The bakery business fell apart with the advent of the bread slicing machine, which was far too expensive for the small firm to purchase, so Roy went to work on the railways, which he hated, at a wage of £7 a week and after only three weeks he left to work in the building trade, getting a wage of £10 a week.

After the couple moved to Canon Street, they purchased some half an acre of land to build their next home in Headbourne Worthy at a cost of £110. They sacrificed any social life or costly outings, using their money to buy building materials, and when Roy heard that a signal box, providing much of the timber and slate tiles required, was up for auction he made enquiries and put in a bid of £7 and 10 shillings, which he won.

He paid Mr Wheeler who had a coal delivery wagon and regularly drank at his fathers pub (The Gladstone arms in Sussex Street) to help deliver the signal box from the Kings Worthy Railway Station, part of the old Great Western Railway.

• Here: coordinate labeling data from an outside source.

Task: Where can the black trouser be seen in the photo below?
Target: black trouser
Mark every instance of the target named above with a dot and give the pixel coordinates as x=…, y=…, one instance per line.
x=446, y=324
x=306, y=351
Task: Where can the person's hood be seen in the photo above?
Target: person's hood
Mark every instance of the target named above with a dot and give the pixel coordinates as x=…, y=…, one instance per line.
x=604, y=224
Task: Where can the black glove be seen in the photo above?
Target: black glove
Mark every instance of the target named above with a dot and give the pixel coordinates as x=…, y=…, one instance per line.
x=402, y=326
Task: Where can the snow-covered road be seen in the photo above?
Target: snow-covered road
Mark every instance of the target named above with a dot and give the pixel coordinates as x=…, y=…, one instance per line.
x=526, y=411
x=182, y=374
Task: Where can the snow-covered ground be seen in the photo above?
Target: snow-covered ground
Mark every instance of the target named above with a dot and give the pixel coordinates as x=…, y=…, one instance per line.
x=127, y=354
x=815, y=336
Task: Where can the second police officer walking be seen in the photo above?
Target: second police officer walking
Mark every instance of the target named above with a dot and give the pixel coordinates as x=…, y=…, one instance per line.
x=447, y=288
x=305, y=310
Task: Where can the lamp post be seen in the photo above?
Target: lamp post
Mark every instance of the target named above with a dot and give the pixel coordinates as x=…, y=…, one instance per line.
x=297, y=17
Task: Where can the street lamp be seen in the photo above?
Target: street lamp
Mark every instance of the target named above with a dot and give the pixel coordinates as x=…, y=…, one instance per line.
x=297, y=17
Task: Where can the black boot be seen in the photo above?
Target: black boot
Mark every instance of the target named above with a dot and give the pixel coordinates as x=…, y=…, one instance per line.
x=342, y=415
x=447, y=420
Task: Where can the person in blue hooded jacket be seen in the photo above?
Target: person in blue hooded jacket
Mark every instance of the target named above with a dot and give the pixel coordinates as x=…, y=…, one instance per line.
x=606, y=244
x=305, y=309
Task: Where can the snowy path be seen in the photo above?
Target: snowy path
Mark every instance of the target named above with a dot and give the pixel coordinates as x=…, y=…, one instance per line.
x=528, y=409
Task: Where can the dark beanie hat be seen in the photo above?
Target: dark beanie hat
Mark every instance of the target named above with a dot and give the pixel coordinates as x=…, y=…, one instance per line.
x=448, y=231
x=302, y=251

Hampshire Chronicle: Roy and Sylvia Williams on their wedding day

Roy would cycle from Canon Street to Headbourne Worthy most weekends to work on building the three bedroom bungalow that was to be their home for the next 53 years. A bricklayer named Charlie came to help but Roy would arrive early to get prepared with mixing cement and would stay late to tidy up and put things away.

Sylvia often walked from Canon Street to Headbourne Worthy with the baby in a pram and lunch for Roy and herself to share, and then she would walk home again. They moved in in 1958, having a mortgage of £500 to complete the build, and sold the little house in Canon Street for £370 to the council.

Roy and Sylvia have three children who were bought up in the bungalow in Springvale Road. Roy and Sylvia moved out in 2011 to move into a neighbouring property which was part of the development they had also sold the Bungalow too.

From the window they were able to watch the home they had built together and raised a family in be demolished, and a new houses built in its place. They are still there, and still happy together.